10. Check cast have all costume required.

I can at least say that most of those items are checked - however, I have been painting the back wall of the stage (an area of approximately 13.5ft wide by 8ft high) to represent the terrace and views out from a villa in the Sierra Blanca region of Spain.  This painting is becoming so much a part of my life that I am dreaming about the next stage each time I close my eyes! I have repainted whole areas of it on more than one occasion, and am sure I will still be adding to it right up to the opening night. I am also desperately trying to locate several ceramic ornaments/vases or money boxes cheaply that will break easily each night. Keith, my husband and fellow BADS fanatic, has already tried in the local Poundland, Wilko, Home Bargains and Boyes (a general store that often has really cheap household items) but to no avail. I went to Pound-stretcher this afternoon once I'd had enough of painting some bougainvillea that so far looks like some strange alien purple cloud formation (even though I know it will look better than that when I've finished, I hate letting others see my work in progress so am obviously stressing about this now). Pound-stretcher had some vases in that were £3.99. I would rather not spend that much per night (plus extras for rehearsing with) so am determined that tomorrow I will spend the morning scouring charity shops instead - and have a day off the painting!

Anyway, I have really enjoyed directing and producing this play, it still makes me laugh at rehearsals and the cast have all been very reliable and happy to be directed by me (or at least they appear to be).

You can read all about it on the Facebook Event I have created here.!/event.php?eid=182877285069255

I do plan to post photos of the scenic painting in progress, once I have the courage to share them!

Wednesday, 5 January 2011

First sale of 2011

I have just made my first sale of the year via Etsy, which seems to be proving a very useful site for me in terms of sales.

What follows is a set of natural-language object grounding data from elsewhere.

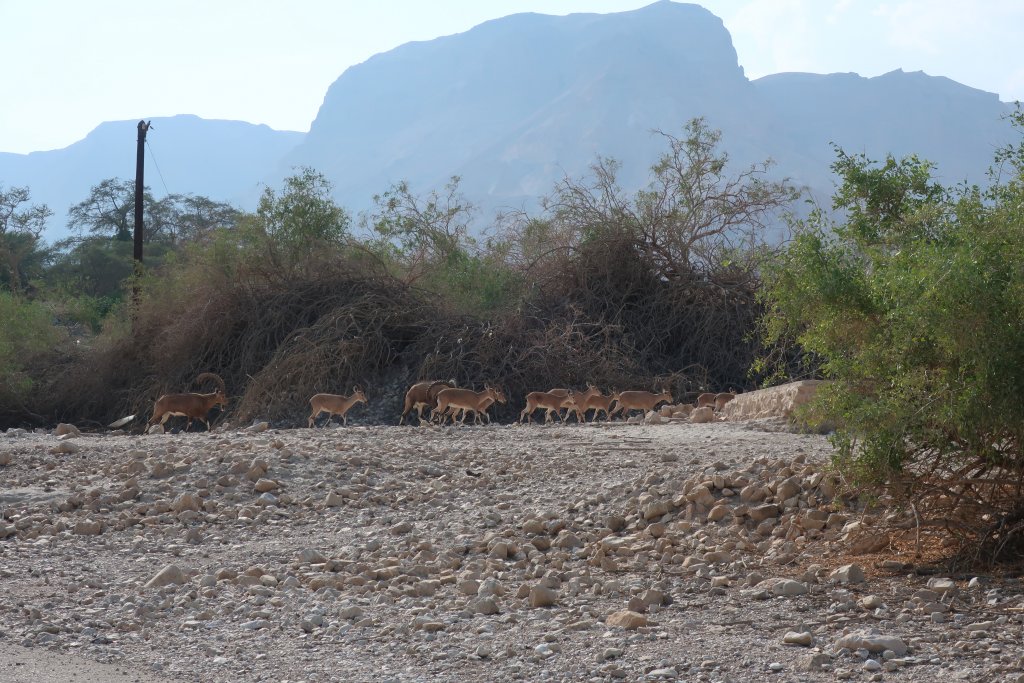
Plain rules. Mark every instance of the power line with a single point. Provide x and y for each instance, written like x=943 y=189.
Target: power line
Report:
x=154 y=157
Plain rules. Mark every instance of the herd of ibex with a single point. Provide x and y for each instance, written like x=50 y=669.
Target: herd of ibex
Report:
x=444 y=401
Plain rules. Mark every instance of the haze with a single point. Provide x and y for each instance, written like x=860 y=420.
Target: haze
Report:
x=270 y=62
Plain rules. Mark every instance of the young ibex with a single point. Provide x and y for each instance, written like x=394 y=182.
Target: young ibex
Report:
x=596 y=402
x=465 y=399
x=579 y=398
x=551 y=402
x=423 y=395
x=334 y=404
x=643 y=400
x=190 y=406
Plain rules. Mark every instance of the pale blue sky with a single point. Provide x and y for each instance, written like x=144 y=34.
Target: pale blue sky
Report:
x=70 y=65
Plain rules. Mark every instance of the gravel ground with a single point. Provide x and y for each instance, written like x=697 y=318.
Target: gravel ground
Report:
x=688 y=552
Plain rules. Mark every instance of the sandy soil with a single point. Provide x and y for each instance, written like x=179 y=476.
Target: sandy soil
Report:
x=562 y=553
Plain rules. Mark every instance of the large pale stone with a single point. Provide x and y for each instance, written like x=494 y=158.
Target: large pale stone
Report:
x=171 y=573
x=704 y=414
x=626 y=620
x=871 y=642
x=542 y=596
x=848 y=573
x=777 y=401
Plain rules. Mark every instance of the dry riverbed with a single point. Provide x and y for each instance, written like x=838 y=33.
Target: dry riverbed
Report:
x=688 y=552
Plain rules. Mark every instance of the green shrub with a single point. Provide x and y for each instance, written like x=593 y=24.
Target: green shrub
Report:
x=914 y=304
x=27 y=336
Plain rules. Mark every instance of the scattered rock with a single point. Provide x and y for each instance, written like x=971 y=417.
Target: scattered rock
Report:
x=626 y=620
x=171 y=573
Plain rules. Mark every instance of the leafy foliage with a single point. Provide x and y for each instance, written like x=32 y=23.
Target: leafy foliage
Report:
x=22 y=255
x=27 y=338
x=914 y=302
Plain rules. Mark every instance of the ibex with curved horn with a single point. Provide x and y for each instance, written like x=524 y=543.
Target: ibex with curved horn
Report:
x=190 y=406
x=643 y=400
x=423 y=395
x=334 y=404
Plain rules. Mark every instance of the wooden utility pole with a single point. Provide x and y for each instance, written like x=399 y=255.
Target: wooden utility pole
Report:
x=143 y=127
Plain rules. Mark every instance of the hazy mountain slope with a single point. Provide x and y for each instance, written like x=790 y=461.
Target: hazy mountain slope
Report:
x=952 y=125
x=515 y=103
x=223 y=160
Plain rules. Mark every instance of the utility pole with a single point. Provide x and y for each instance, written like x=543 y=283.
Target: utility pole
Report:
x=143 y=127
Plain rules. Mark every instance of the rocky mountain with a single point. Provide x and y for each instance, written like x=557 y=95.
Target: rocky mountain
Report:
x=514 y=104
x=223 y=160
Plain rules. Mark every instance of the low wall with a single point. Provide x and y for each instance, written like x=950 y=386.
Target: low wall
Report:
x=773 y=402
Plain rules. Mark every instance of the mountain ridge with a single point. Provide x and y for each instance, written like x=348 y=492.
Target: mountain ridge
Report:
x=515 y=103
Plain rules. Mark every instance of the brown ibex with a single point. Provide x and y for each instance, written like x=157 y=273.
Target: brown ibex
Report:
x=190 y=406
x=423 y=395
x=596 y=402
x=334 y=404
x=632 y=400
x=465 y=399
x=551 y=402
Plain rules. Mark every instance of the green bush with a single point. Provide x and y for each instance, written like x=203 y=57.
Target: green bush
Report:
x=913 y=302
x=27 y=336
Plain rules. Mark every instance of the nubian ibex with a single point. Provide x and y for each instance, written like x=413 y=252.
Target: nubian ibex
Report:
x=190 y=406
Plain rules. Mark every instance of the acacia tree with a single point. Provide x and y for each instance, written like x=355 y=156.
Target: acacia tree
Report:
x=912 y=301
x=22 y=225
x=109 y=210
x=422 y=232
x=695 y=214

It is also a good place to connect with other arts & crafts people from all over the world. 

I sold one of my decorated note-books, which are probably the most popular of my latest craft creations. The one I sold, above, is called "Tidal". I will be posting it tomorrow. I don't think I will ever get over the feeling of excitement I get when I open my emails and discover someone has bought something I've created - there's nothing quite like it!